This eight week project between Nick Ehlers’ junior biology class and Patrick Wilcox, a former HTHCV student, began with in-class dissections to discover the anatomy and physiology of rats, snakes, and lizards. By removing all organs we prepared organisms for our colony of flesh eating beetles. The beetles were recorded as they ate the deceased animal remains right before our eyes, leaving behind only the bones. Students then recovered the remains and reconstructed the skeletons. We wanted to answer the essential question: “How do anatomy, physiology, and skeletal structures of small mammals and reptiles compare and contrast to the human body?” Students also prepared presentations including photo displays, videos, and posters documenting the entire process for display at Dia de los Muertos (Day of the Dead) fall exhibition.

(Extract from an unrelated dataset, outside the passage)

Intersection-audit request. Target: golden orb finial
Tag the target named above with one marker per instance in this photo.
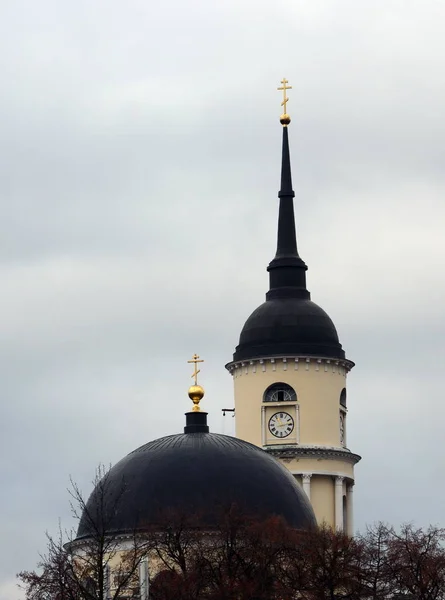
(285, 118)
(196, 392)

My main goal was to stimulate all five senses of my students for long-term deeper learner. I can confidently say that this was accomplished. Warnings: your students will be disgusted at times (e.g. odor, sights), but that is an important part of the experience. You also have to take close care of your beetle colony. I would recommend a reliable offsite backup beetle colony just in case you have issues with yours. In addition, if you have the chance to partner with a local osteologist and/or beetle expert this is ideal. I did, and without Patrick’s expertise and background as a former High Tech High student, I may not have been able to complete this project. Thank you Patrick!
We had three projects within one. We not only had to dissect our animals, but we had to skin them, feed them to flesh eating beetles, take apart and bleach the bones, and lastly reconstruct the skeletons. And apart from all that we had to put together our presentations which included creating posters or videos and setting up the room, which was designed to look like a haunted house that had a giant rib cage in the entrance. There was always a horrid smell of rotten snakes, lizards, and rats in the room which meant this project was the real deal.